Explore real-world examples in the [`examples/`](examples/) directory:

- [`01_hello_parallel.py`](examples/01_hello_parallel.py) - Basic parallel iteration
- [`02_scoped_execution.py`](examples/02_scoped_execution.py) - Structured concurrency
- [`03_gpu_matrix_ops.py`](examples/03_gpu_matrix_ops.py) - GPU acceleration
- [`04_telemetry.py`](examples/04_telemetry.py) - Metrics and monitoring
- [`05_deterministic_debug.py`](examples/05_deterministic_debug.py) - Deterministic debugging
- [`06_data_pipeline.py`](examples/06_data_pipeline.py) - ETL pipeline
- [`07_configuration.py`](examples/07_configuration.py) - Runtime configuration
- [`08_etl_pipeline.py`](examples/08_etl_pipeline.py) - Advanced ETL
- [`08_ml_pipeline.py`](examples/08_ml_pipeline.py) - Machine learning workflow
- [`09_async_integration.py`](examples/09_async_integration.py) - Async/await integration

Run any example:

```bash
python examples/01_hello_parallel.py
```

## Documentation

- **[Technical Specification](docs/brief.md)** - Complete API reference and architecture
- **[Test Results](docs/TEST_RESULTS.md)** - Test coverage and validation
- **[Examples](examples/)** - Code samples and tutorials

## Comparison with Alternatives

### vs Ray

✅ **VedaRT**: Zero setup, local-first design  
❌ **Ray**: Heavy dependencies, complex setup for local use

### vs Dask

✅ **VedaRT**: Lightweight, simple API  
❌ **Dask**: High memory overhead, scheduler complexity

### vs asyncio

✅ **VedaRT**: Works for both I/O and CPU workloads  
❌ **asyncio**: Only I/O-bound, steep learning curve

### vs threading/multiprocessing

✅ **VedaRT**: Automatic mode selection, adaptive scaling  
❌ **stdlib**: Manual pool management, no adaptation

## Requirements

- **Python**: 3.10, 3.11, 3.12, 3.13
- **OS**: Linux, macOS, Windows
- **Optional**:
  - CuPy or Numba for GPU support
  - psutil for system metrics (auto-installed)

## Contributing

Contributions are welcome!
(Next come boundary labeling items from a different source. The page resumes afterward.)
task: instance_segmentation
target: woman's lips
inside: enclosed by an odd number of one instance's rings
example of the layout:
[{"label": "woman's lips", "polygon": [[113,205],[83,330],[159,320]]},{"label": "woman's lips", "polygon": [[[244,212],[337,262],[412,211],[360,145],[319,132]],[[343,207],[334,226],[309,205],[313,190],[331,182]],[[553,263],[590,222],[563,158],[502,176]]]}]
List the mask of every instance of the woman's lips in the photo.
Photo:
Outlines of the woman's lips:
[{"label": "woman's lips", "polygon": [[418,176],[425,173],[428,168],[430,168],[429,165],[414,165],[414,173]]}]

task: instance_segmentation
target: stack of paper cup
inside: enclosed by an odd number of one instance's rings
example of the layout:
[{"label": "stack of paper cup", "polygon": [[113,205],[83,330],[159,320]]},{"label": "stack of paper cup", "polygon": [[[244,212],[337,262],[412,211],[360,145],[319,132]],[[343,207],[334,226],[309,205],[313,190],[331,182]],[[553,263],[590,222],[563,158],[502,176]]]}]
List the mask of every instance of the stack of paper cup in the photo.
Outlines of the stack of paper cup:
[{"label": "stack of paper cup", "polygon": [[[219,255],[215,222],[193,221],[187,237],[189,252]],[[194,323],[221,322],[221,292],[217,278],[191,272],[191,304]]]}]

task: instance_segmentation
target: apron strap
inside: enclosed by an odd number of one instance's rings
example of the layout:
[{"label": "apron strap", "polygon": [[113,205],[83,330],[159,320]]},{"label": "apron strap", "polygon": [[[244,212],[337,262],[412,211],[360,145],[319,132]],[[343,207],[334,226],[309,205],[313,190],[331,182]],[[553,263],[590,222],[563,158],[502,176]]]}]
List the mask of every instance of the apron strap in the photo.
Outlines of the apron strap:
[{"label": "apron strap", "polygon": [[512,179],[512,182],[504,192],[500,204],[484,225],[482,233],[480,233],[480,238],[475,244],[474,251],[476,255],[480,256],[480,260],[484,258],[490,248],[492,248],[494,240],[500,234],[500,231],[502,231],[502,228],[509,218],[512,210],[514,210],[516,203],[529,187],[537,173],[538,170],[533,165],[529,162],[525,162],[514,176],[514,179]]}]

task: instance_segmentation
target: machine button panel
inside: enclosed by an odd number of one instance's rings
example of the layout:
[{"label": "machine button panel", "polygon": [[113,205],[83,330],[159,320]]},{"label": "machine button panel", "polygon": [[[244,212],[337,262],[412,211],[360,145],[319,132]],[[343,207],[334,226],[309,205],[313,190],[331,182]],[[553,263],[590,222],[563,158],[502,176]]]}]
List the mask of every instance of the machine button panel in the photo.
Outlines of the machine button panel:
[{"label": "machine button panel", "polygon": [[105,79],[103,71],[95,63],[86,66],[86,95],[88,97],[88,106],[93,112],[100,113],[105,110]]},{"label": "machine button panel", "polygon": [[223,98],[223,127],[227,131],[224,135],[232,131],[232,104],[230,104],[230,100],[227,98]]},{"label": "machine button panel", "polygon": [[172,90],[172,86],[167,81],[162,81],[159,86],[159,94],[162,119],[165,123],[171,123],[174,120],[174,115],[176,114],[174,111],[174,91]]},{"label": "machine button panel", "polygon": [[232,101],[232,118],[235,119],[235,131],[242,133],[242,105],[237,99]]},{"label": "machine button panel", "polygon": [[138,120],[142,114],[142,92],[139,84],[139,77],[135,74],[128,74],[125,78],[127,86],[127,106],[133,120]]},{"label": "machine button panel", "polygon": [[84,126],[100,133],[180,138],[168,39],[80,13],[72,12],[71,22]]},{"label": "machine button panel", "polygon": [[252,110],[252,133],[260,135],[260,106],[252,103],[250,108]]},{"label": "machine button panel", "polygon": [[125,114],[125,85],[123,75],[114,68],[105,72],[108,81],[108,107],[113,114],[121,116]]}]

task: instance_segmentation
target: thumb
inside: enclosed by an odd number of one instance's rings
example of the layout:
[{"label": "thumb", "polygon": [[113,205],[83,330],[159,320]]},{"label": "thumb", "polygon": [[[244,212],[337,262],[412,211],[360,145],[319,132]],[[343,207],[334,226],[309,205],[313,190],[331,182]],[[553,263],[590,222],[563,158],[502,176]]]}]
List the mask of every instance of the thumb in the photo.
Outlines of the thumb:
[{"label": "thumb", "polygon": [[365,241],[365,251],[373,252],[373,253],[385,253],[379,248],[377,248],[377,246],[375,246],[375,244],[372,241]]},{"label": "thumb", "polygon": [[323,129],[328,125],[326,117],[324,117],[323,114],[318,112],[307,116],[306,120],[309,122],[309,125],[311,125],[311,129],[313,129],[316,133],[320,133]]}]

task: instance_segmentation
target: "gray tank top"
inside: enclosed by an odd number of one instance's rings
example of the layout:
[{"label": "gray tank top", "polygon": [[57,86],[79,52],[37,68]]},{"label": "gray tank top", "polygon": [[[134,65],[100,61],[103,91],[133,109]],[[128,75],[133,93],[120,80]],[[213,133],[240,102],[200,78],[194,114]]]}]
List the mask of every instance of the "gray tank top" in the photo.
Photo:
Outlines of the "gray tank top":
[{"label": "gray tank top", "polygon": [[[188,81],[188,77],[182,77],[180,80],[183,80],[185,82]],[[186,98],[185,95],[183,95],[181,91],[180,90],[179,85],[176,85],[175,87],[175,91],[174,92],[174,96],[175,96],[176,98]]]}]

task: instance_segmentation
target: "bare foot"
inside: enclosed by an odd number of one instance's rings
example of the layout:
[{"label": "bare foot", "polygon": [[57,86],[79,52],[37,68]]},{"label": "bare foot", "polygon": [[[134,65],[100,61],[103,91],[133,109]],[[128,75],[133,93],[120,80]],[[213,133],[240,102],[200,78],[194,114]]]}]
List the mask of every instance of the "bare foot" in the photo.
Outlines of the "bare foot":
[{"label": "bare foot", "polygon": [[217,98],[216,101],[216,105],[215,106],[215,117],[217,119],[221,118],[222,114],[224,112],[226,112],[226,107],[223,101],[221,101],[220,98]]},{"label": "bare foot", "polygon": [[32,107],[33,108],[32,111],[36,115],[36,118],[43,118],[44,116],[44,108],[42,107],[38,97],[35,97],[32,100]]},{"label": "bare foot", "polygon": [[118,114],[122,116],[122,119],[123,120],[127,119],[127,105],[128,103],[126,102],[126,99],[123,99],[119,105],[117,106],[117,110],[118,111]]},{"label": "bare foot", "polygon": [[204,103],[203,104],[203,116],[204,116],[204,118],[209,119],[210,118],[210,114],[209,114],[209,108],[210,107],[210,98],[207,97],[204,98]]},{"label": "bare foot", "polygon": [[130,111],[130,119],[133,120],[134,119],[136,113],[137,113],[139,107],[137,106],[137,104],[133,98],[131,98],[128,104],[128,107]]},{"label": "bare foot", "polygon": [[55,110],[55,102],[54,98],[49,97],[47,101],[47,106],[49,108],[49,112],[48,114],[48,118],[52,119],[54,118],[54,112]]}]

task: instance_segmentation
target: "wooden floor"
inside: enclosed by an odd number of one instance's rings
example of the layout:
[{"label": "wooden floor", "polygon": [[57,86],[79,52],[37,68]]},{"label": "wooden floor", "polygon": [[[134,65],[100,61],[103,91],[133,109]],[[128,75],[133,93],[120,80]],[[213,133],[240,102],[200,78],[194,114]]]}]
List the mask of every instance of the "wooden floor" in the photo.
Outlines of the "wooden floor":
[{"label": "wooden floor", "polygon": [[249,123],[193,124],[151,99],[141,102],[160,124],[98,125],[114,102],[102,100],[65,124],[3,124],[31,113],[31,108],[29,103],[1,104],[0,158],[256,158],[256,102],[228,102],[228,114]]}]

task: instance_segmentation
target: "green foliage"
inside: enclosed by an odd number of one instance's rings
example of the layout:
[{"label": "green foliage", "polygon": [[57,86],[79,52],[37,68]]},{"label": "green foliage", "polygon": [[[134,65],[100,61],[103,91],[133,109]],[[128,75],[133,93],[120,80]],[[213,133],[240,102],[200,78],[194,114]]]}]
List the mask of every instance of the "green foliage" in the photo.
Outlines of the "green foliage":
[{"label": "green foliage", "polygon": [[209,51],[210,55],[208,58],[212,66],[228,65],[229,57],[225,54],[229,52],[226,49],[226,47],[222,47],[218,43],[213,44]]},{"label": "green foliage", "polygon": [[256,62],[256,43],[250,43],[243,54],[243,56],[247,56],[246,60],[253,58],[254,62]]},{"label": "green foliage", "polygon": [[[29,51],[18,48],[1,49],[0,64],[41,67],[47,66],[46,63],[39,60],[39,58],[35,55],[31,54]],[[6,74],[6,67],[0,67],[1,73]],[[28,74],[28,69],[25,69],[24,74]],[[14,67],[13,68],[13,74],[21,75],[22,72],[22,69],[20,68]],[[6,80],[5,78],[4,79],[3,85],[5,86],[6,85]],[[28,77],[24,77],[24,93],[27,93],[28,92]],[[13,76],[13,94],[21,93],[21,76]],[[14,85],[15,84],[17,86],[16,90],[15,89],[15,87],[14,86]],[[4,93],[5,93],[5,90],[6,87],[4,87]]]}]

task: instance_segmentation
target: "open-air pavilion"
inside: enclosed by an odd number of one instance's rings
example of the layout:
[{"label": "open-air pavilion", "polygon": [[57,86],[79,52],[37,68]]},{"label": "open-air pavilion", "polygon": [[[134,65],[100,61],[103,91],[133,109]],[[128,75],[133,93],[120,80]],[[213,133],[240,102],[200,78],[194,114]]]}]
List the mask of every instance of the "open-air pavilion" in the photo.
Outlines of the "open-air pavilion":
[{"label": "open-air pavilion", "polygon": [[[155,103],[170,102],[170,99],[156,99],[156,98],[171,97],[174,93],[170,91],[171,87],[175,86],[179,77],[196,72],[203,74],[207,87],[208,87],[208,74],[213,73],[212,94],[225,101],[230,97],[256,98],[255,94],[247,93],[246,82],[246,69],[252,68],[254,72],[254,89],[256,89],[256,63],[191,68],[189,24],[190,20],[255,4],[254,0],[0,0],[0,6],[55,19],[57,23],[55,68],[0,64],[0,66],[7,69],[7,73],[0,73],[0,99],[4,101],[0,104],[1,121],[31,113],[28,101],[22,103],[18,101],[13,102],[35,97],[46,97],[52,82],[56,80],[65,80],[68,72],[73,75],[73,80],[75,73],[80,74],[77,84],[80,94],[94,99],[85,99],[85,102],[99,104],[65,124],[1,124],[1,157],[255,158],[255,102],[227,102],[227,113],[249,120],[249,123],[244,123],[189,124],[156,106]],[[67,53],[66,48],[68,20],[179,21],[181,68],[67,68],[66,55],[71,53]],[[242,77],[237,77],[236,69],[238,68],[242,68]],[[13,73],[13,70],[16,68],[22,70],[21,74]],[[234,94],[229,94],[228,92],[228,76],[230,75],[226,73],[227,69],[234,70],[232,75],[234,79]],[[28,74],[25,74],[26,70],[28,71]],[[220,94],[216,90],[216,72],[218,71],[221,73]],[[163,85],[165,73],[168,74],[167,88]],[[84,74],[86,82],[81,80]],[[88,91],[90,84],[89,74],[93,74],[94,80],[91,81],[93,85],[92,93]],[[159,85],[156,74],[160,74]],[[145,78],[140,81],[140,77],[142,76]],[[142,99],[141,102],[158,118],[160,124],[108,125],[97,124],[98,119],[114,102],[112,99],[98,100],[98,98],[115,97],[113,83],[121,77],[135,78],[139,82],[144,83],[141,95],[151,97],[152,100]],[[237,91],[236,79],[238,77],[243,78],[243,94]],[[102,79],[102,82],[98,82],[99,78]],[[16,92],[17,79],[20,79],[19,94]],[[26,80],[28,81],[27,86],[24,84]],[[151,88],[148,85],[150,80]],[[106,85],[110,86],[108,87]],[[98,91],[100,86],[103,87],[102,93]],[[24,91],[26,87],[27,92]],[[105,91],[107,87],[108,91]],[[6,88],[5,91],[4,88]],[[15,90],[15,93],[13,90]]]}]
Please:

1. Fork the repository
2. Create a feature branch (`git checkout -b feature/amazing-feature`)
3. Run tests: `pytest tests/`
4. Ensure code quality:
   ```bash
   ruff check src/vedart tests
   black src/vedart tests
   mypy src/vedart --strict
   ```
5. Commit your changes (`git commit -m 'feat: add amazing feature'`)
6. Push to the branch (`git push origin feature/amazing-feature`)
7. Open a Pull Request

### Development Setup

```bash
# Clone repository
git clone https://github.com/TIVerse/vedart.git
cd vedart

# Create virtual environment
python -m venv venv
source venv/bin/activate  # On Windows: venv\Scripts\activate

# Install development dependencies
pip install -e ".[dev]"

# Run tests
pytest tests/

# Run full CI suite locally
./run_ci_tests.sh
```

## Roadmap

### v1.0 (Current) ✅
- Adaptive scheduler (threads/processes/async/GPU)
- Parallel iterators
- Scoped execution
- Telemetry and metrics
- Deterministic mode

### v1.1 (Planned)
- Custom executor plugins
- Advanced load balancing strategies
- Distributed tracing integration

### v2.0 (Future)
- Multi-node distributed execution
- Network-aware scheduling
- Fault tolerance and checkpointing

## Authors

**TIVerse Team**
- [@vedanthq](https://github.com/vedanthq)
- [@eshanized](https://github.com/eshanized)

## Acknowledgments

Inspired by:
- [Rayon](https://github.com/rayon-rs/rayon) - Rust's data parallelism library
- [Ray](https://github.com/ray-project/ray) - Distributed computing framework
- [Tokio](https://tokio.rs/) - Async runtime design patterns

## License

MIT License - See LICENSE file for details.